Uno Stabile, tra mille polemiche e scandali, riusciva comunque ad educare le nuove generazioni al Teatro riuscendo, almeno fino alle soglie del Duemila, a offrire un ventaglio completo e concreto di proposte.
C’è stato, poi, un progressivo processo di impoverimento culturale nel nostro paese dovuto a un conflitto esplicito tra Stato e Teatro, considerato ormai una forma di intrattenimento per pochi e, per questo, trascurato. Il Teatrante ha perso lo sguardo da Bambino ed è diventato impresario di se stesso, ragioniere, strumento di marketing pur di sopravvivere. Ha superato anche il mestiere, è diventato un uomo d’azienda.
Si è perduta la missione principale, che è quella di aiutare una società a crescere e a sensibilizzarsi. Al di là delle questioni burocratiche, dei decreti ministeriali e del FUS, il teatro, in Italia, è diventato sinonimo di intrattenimento, da una parte, e lavoro “customer-oriented”, dall’altra parte, spostando la sua missione storica sulle esigenze del cliente-pubblico.

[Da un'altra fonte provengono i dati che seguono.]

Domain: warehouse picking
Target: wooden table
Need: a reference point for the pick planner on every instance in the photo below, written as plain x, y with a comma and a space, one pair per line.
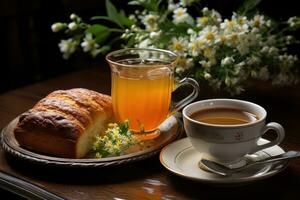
148, 179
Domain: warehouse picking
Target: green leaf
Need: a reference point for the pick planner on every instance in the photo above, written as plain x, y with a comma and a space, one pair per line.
248, 5
97, 29
131, 42
150, 5
112, 12
125, 20
100, 38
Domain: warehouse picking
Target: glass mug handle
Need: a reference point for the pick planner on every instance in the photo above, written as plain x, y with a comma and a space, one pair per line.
196, 89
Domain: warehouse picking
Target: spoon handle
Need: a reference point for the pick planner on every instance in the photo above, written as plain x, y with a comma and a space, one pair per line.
285, 156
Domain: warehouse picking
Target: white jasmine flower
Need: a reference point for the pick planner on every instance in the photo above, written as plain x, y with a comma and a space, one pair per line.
179, 44
73, 16
180, 15
209, 34
72, 26
210, 53
205, 64
205, 11
144, 44
258, 21
171, 5
202, 21
254, 60
132, 18
191, 31
67, 47
293, 22
273, 51
150, 22
155, 35
227, 61
185, 3
207, 75
56, 27
263, 73
89, 43
228, 25
265, 49
217, 18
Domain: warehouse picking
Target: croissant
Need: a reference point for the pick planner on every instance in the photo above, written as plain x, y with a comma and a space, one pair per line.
65, 122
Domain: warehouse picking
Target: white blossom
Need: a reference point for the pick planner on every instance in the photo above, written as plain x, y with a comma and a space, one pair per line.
155, 35
56, 27
179, 45
207, 75
73, 16
150, 22
67, 47
205, 64
89, 44
180, 15
72, 26
258, 21
227, 61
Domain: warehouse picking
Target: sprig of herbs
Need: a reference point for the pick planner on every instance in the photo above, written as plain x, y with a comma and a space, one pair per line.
115, 142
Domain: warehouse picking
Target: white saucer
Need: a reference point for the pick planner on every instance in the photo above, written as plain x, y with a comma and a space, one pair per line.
182, 159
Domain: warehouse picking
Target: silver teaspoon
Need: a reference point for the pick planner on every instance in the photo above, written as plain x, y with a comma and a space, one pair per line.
226, 171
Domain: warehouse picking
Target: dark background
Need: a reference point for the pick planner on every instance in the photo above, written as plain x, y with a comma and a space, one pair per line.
29, 51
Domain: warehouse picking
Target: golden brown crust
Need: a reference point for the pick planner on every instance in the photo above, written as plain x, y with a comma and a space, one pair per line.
63, 115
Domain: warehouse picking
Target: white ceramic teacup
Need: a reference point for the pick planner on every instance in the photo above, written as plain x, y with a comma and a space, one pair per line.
227, 144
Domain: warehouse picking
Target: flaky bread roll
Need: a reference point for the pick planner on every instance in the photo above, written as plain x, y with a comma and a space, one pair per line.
65, 122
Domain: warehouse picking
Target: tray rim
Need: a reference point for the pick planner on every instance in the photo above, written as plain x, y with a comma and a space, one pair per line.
24, 154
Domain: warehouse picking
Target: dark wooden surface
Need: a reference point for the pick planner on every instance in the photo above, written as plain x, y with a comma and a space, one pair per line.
148, 179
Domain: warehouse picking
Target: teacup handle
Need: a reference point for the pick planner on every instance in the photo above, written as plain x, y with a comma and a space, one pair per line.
280, 135
196, 89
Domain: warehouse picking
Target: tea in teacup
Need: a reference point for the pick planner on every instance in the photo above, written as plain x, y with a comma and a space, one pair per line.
224, 116
225, 130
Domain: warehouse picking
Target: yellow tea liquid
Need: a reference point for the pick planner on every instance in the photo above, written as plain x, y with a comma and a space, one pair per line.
142, 95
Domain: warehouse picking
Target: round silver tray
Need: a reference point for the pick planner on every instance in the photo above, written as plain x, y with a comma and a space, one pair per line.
170, 130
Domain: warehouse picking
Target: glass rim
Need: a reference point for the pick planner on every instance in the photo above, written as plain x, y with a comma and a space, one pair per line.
107, 57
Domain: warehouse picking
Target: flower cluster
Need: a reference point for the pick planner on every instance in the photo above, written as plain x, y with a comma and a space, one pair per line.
115, 142
224, 53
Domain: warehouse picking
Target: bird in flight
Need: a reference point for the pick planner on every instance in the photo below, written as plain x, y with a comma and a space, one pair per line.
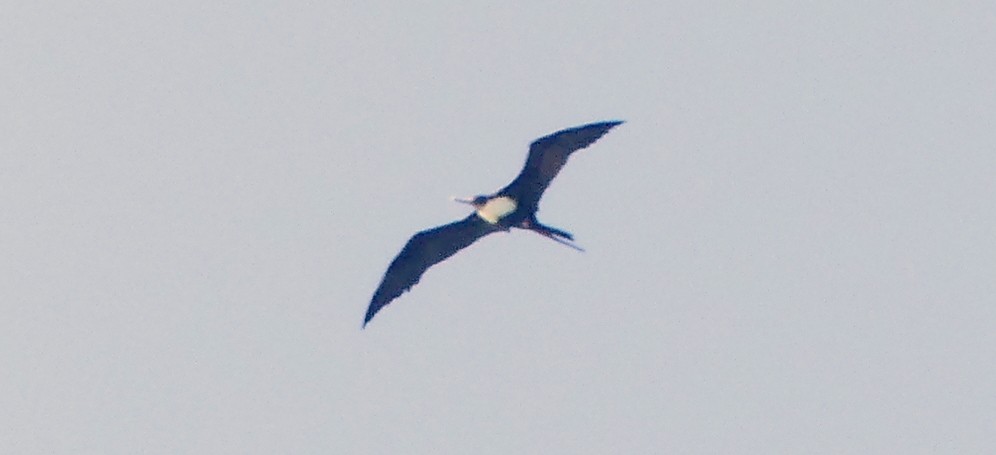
513, 206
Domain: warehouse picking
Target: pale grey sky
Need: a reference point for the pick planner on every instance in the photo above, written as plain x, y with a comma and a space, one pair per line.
791, 242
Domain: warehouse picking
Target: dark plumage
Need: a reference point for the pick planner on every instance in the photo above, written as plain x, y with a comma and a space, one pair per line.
513, 206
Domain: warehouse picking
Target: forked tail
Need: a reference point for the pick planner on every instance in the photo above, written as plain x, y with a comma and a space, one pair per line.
557, 235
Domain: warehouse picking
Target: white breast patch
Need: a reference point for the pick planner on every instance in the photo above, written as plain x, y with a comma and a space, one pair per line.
496, 209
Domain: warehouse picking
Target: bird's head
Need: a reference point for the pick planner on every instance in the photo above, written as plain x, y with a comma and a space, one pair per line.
477, 201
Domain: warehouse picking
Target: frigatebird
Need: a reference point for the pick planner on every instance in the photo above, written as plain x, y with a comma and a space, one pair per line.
513, 206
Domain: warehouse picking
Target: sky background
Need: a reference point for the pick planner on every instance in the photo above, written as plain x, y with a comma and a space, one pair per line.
791, 243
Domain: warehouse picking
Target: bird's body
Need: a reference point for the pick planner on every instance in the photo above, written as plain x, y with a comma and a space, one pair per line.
513, 206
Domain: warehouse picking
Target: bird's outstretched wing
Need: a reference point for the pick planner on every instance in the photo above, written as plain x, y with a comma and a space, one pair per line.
422, 251
546, 156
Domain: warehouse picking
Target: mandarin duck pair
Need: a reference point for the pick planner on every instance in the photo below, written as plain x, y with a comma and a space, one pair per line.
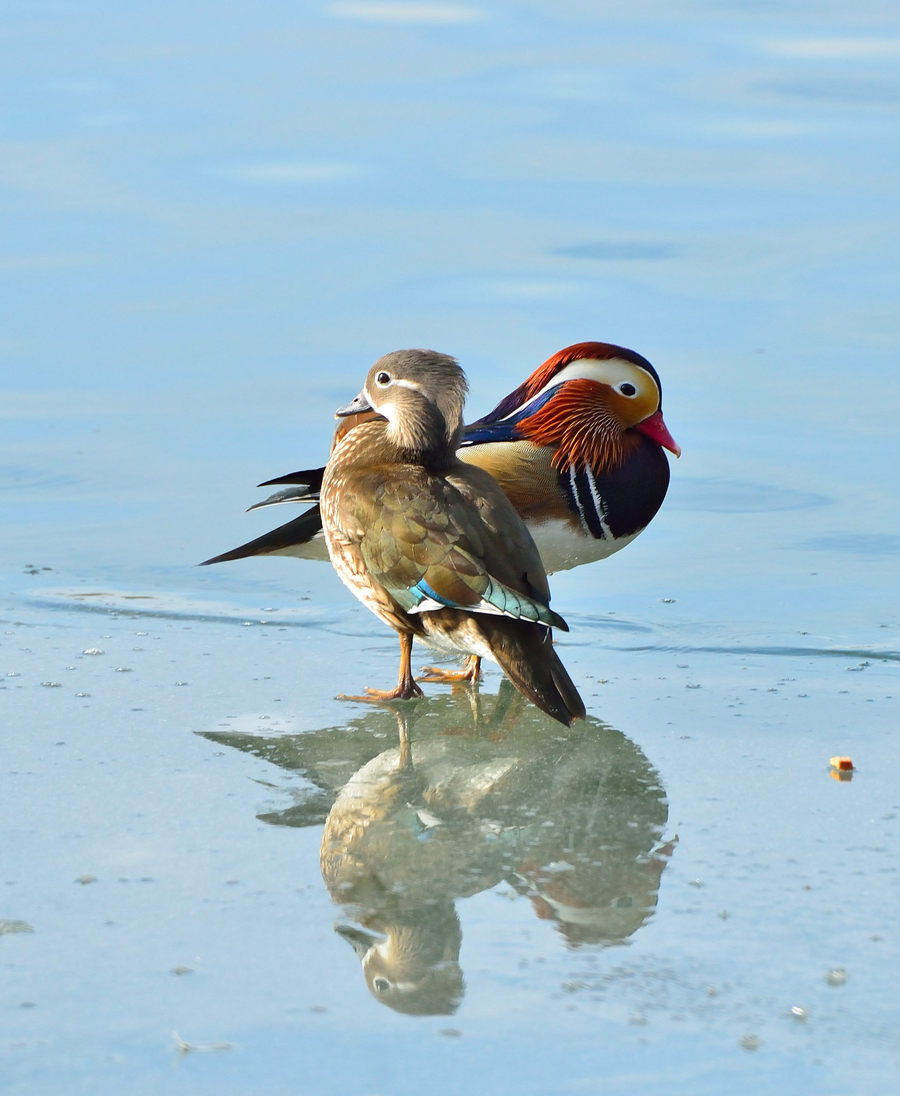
447, 533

Perché è accaduto tutto questo? Non sappiamo dare una risposta, è un mondo troppo distante dal nostro. Siamo solo spettatori. Per questo, con la curiosità e l’ingenuità di un bambino, abbiamo chiesto ad attori e compagnie di teatro di partecipare a un’ “indagine” rivolgendo a tutti dieci domande, sempre le stesse. Non abbiamo voluto caricare le domande di ulteriori significati e abbiamo chiesto a tutti di rispondere con la massima libertà.

Siamo un blog senza pretese eppure ci hanno risposto in tanti (da Claudio Morganti a Teatro Magro, per citarne due). Il nostro scopo è quello di capirci qualcosa di più e, per farlo, ci siamo rivolti a chi investe anima e corpo per cercare di riempire quella “fortezza vuota”, citando Massimiliano Civica e Attilio Scarpellini, che è il Teatro.

Le domande sono:

  • Se volessimo cominciare un’analisi della situazione di crisi culturale del teatro italiano, da quali segnali dovremmo partire? Secondo te/voi, la crisi del teatro potrebbe essere la diretta conseguenza di una crisi generazionale, d’identità e di opportunità? Quali sono i tempi e modi del suo sviluppo?
  • Si può affermare che la crisi del teatro possa dipendere anche da una mancanza di idee teatrali forti?
  • Qual è la funzione sociale del teatro oggi? Quali necessità soddisfa?
  • Si può credere a un rinnovamento del teatro o siamo in attesa di un modello culturale che possa scuotere le coscienze?
  • Lo Stato sostiene il teatro in Italia? Se sì, ne beneficiano tutti?
  • Le due misure più estreme ed urgenti da mettere in atto, secondo te/voi.
  • Ha ancora senso mettere in scena i classici? O andrebbero “tolti di scena”? Quanto influisce la scelta politica di un direttore artistico?
  • Si può parlare di “dittatura teatrale” nel mondo delle arti in scena? Se sì, perché?
  • È possibile un “teatro della crisi” in cui artisti, spettatori e critica trovino un punto in comune?
  • Quant’è importante lo spettatore a teatro? Quanto è necessario investire nella formazione di un pubblico consapevole?
  • Extra: Prima di salutarvi, ringraziandovi per la collaborazione, vi chiediamo un’ultima riflessione: qual è la tua/vostra missione teatrale? Come immaginate la situazione culturale e teatrale italiana nei prossimi cinque anni?

Le domande sono state formulate da Nicla Abate, Francesco Bove e Margherita De Blasi e pubblicheremo le interviste ogni lunedì mattina.